Ontvangen 9 november 2022
De ondergetekende stelt het volgende amendement voor:
I
In het opschrift wordt «en enkele andere wetten in verband met het afschaffen van de inkomensondersteuning voor AOW’ers» vervangen door «in verband met het vastleggen van een minimum voor de inkomensondersteuning».
II
In de beweegreden wordt «en in verband met de verhoging van de AOW ten gevolge van de bijzondere verhoging van het minimumloon de Inkomensondersteuning AOW’ers (IOAOW) af te schaffen» vervangen door «en een minimum vast te leggen voor de Inkomensondersteuning AOW’ers (IOAOW)».
III
Artikel I komt te luiden:
Artikel 33a van de Algemene Ouderdomswet wordt als volgt gewijzigd:
1. Onder vernummering van het vijfde tot en met zevende lid tot zesde tot en met achtste lid wordt na het vierde lid een lid ingevoegd, luidende:
5. De hoogte van de inkomensondersteuning bedraagt € 26,38 per kalendermaand. Dit bedrag wordt jaarlijks met ingang van 1 januari aangepast overeenkomstig de tabelcorrectiefactor, bedoeld in artikel 10.2 van de Wet inkomstenbelasting 2001. Het aangepaste bedrag en de dag waarop de aanpassing plaatsvindt worden door of namens Onze Minister medegedeeld in de Staatscourant.

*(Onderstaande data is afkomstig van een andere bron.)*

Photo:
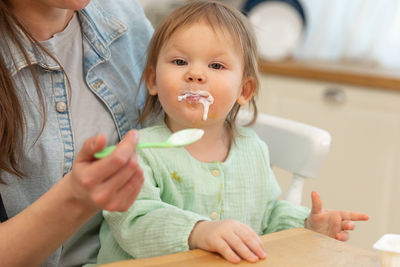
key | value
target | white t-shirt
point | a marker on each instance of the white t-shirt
(67, 48)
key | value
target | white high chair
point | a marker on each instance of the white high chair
(294, 146)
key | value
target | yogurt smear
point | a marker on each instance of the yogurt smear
(202, 97)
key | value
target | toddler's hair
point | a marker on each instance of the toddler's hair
(218, 16)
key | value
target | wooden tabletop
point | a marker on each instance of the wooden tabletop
(295, 247)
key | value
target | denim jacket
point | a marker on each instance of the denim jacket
(115, 38)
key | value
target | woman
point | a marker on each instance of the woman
(69, 70)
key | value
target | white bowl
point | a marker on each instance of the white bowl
(389, 245)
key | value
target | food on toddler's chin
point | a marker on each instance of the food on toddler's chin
(202, 97)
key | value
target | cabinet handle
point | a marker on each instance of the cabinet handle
(335, 95)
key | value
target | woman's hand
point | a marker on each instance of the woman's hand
(111, 183)
(232, 239)
(332, 223)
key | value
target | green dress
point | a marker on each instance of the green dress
(179, 191)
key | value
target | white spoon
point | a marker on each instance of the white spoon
(178, 139)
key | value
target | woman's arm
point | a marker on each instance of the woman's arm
(112, 183)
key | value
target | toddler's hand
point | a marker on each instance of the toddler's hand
(331, 223)
(232, 239)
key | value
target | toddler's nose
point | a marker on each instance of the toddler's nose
(195, 77)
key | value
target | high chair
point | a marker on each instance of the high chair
(296, 147)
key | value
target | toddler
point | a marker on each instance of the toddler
(218, 194)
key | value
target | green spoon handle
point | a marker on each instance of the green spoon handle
(107, 151)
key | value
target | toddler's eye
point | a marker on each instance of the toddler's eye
(179, 62)
(216, 66)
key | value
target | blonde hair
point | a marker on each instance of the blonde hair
(217, 15)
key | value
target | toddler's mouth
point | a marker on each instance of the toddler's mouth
(202, 97)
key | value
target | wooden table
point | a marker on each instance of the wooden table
(291, 248)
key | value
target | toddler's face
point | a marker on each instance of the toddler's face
(198, 59)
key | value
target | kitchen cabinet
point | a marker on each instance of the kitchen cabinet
(362, 170)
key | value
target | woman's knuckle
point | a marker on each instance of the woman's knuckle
(118, 160)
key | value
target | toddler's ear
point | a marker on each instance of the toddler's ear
(247, 91)
(151, 82)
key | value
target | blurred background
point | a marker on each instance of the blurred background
(334, 64)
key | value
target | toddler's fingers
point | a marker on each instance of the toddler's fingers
(241, 248)
(225, 250)
(354, 216)
(252, 241)
(316, 203)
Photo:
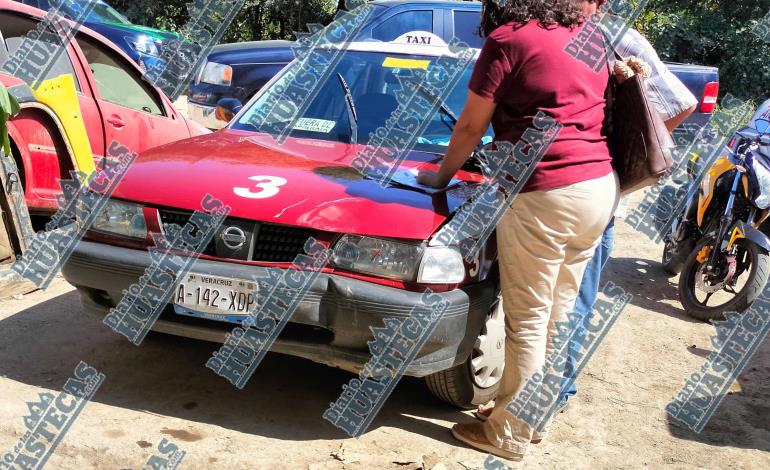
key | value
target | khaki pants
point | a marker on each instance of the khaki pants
(545, 241)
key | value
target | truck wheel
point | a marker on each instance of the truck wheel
(475, 381)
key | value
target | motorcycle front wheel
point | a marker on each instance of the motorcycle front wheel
(753, 269)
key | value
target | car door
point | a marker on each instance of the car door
(134, 112)
(41, 138)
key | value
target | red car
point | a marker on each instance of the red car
(283, 194)
(115, 104)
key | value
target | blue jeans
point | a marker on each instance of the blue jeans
(589, 290)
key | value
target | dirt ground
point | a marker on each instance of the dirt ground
(162, 389)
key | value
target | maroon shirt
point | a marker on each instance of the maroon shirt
(524, 69)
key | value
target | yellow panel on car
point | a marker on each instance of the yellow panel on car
(398, 63)
(60, 95)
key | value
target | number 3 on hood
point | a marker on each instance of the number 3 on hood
(268, 186)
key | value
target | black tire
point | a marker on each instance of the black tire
(759, 270)
(671, 264)
(459, 386)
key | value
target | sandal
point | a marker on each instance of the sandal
(473, 435)
(482, 414)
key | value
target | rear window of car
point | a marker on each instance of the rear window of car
(402, 23)
(467, 27)
(14, 27)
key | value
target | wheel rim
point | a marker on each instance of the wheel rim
(702, 291)
(488, 356)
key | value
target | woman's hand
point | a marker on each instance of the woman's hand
(431, 179)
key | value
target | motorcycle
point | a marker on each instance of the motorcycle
(722, 234)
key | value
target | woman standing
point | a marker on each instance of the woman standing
(552, 228)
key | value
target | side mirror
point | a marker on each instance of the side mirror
(227, 108)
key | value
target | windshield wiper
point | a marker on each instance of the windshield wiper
(352, 114)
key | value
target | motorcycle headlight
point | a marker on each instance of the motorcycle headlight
(398, 260)
(216, 74)
(706, 185)
(121, 218)
(145, 45)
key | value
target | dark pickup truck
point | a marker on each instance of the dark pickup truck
(240, 70)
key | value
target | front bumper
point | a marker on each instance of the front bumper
(204, 115)
(331, 325)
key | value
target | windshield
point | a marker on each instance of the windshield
(372, 79)
(104, 13)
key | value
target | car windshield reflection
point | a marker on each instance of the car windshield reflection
(373, 81)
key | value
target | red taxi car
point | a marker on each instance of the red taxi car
(115, 104)
(283, 194)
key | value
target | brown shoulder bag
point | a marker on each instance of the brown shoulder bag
(639, 142)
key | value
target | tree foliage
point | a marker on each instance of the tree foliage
(707, 32)
(714, 32)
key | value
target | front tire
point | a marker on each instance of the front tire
(758, 274)
(475, 381)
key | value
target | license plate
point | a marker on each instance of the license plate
(216, 295)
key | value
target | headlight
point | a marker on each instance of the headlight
(217, 74)
(441, 265)
(706, 185)
(145, 45)
(121, 218)
(398, 260)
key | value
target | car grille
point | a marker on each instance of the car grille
(264, 242)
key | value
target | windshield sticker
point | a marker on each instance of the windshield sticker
(423, 38)
(315, 125)
(396, 63)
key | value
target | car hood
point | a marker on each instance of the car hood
(321, 190)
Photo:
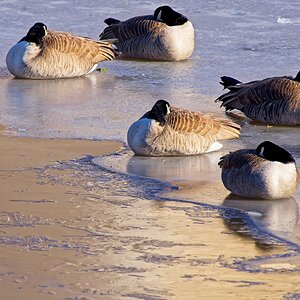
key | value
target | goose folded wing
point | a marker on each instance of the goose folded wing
(134, 27)
(81, 47)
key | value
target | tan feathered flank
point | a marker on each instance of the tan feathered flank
(43, 54)
(167, 130)
(165, 35)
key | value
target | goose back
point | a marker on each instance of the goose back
(271, 101)
(145, 38)
(184, 133)
(246, 174)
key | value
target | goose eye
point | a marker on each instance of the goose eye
(261, 153)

2. In het zesde lid (nieuw) vervalt «de hoogte, de indexering en».
IV
Artikel II vervalt.
V
Artikel III vervalt.
VI
Artikel IV vervalt.
VII
In artikel VI wordt na «met uitzondering van de artikelen» ingevoegd «I,».
Dit amendement zorgt ervoor dat de inkomensondersteuning van AOW’ers (IOAOW) niet wordt afgeschaft en de verlaging naar € 5 per 1 januari 2023 niet doorgaat. Hiermee beoogt de indiener de koopkracht van AOW’ers zo veel mogelijk op peil te houden. Ter dekking hiervan wil de indiener de gerichte vrijstelling voor extraterritoriale kosten en daarmee ook de 30%-regeling afschaffen. Voor het afschaffen van deze regeling wordt een amendement ingediend op het Belastingplan 2023 (Kamerstukken II, 2022/23, 36 202, nr. 2).